Habían pasado momentos en que había sentido súbitamente junto a ella el movimiento de unos labios sonrientes, el gesto rápido y perentorio de unas manos delgadas, tan claramente como si por un segundo las hubiera iluminado el resplandor de un relámpago. Y todo, en ella, había gritado de tal modo que le había parecido que no era ella sola la única que oía los gritos y había sentido, con un dolor que la cegaba, lo horrible que es el que un solo pensamiento se apodere de todo el cuerpo.

Pero Leo le escribía. Le escribía todas las semanas, tal como le había prometido. Kira leía sus cartas esforzándose en recordar las inflexiones de su voz y la manera como él habría pronunciado cada palabra. Esparcía a su alrededor las cartas de Leo, y le parecía sentir en la habitación una presencia viva.

Leo regresaba curado, fuerte, sano. Kira había vivido ocho meses para un telegrama. Nunca había querido ver más lejos. Más allá del telegrama no había porvenir.

El tren de Crimea llevaba retraso. Kira estaba en el andén, inmóvil, con los ojos fijos en los rieles vacíos, dos largas cintas de acero que luego parecían volverse de cobre, allá a lo lejos, bajo la clara luz estival, fuera de los arcos de la estación. No se atrevía a mirar al reloj, para no descubrir lo que ya temía, esto es, que el tren llevaba un retraso desesperado, infinito. El andén temblaba bajo las pesadas ruedas de un carretón de equipajes. En un punto, bajo la bóveda de hierro, una voz gritaba tristemente a intervalos regulares unas mismas palabras que se confundían en una sola como el grito de un ave nocturna: "Ponió encima, Grishka". Junto a ella oía arrastrarse unas pesadas botas. Cerca de la vía, una mujer estaba sentada sobre un fardo, con la cabeza inclinada sobre sus manos cruzadas. Encima de sus cabezas, los vidrios de la claraboya se volvían de un desolado color anaranjado. Y aquella voz repetía tristemente: "Ponlo encima, Grishka."

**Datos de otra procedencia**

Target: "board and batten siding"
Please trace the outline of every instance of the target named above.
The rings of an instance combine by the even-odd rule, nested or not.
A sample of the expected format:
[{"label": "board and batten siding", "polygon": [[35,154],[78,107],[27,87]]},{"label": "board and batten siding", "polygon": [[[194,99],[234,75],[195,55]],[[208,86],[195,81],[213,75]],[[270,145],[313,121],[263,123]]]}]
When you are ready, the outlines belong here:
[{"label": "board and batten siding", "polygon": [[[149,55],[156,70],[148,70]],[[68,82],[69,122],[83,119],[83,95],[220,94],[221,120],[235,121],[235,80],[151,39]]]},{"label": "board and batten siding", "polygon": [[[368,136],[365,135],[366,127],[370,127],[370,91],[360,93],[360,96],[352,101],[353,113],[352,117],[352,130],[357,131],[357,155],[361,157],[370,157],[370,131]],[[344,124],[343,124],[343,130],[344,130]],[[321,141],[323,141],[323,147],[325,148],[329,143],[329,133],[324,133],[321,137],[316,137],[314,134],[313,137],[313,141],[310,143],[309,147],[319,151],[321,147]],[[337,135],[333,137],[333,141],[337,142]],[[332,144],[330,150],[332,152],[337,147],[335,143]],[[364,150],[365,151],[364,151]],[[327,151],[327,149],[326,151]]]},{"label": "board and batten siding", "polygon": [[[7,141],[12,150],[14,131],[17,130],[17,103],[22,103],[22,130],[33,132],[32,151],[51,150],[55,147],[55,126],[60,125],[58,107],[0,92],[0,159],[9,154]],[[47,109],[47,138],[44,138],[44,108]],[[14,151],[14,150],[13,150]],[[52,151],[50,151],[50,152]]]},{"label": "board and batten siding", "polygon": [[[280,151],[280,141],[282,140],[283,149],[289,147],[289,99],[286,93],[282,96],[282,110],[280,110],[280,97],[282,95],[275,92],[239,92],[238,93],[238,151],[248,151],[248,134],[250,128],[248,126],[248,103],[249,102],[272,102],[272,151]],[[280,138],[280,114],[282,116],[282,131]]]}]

Cuando Kira interpeló al jefe de estación, éste le contestó bruscamente que el tren llevaba un gran retraso: un retraso inevitable, a consecuencia de un error en un cruce. Probablemente no llegaría hasta la mañana siguiente.

Kira se quedó todavía en el andén unos momentos, sin objeto, únicamente porque le dolía abandonar aquel lugar en que había casi sentido la presencia de Leo. Por fin dio la vuelta, salió lentamente, y bajó la escalera; los brazos le caían inertes a lo largo del cuerpo, y a cada peldaño su pie permanecía un momento indeciso, para caer luego pesadamente, como si cada peldaño señalase el fin de algo y ella no estuviese segura de tener que bajar el siguiente.

A lo lejos, al final de la calle, el cielo parecía una estrecha cinta de un vivo y puro color amarillo, mientras la calle misma parecía ancha y oscura, en el cálido crepúsculo estival. Kira echó a andar lentamente.

Pasó de largo por una esquina que le era familiar, y luego cambió de dirección para dirigirse hacia casa de los Dunaev. Tenía una noche entera ante sí, y necesitaba encontrar algún modo de pasarla.

Irina salió a abrirle. Sus cabellos estaban por peinar, pero llevaba un vestido nuevo de batista, a listas blancas y negras, y su cara fatigada estaba empolvada cuidadosamente.

– ¡Kira! ¡Quién iba a imaginarlo! ¡Qué sorpresa! Entra, quítate el abrigo. Tengo algo… alguien a quien quiero que conozcas. ¿Te gusta mi traje nuevo?

Kira se echó a reír; también ella llevaba un traje de batista a listas blancas y negras.

Irina balbució: -¡Oh! ¡Maldita sea!

– Gracias, Irina. -¿Cuándo te lo hiciste?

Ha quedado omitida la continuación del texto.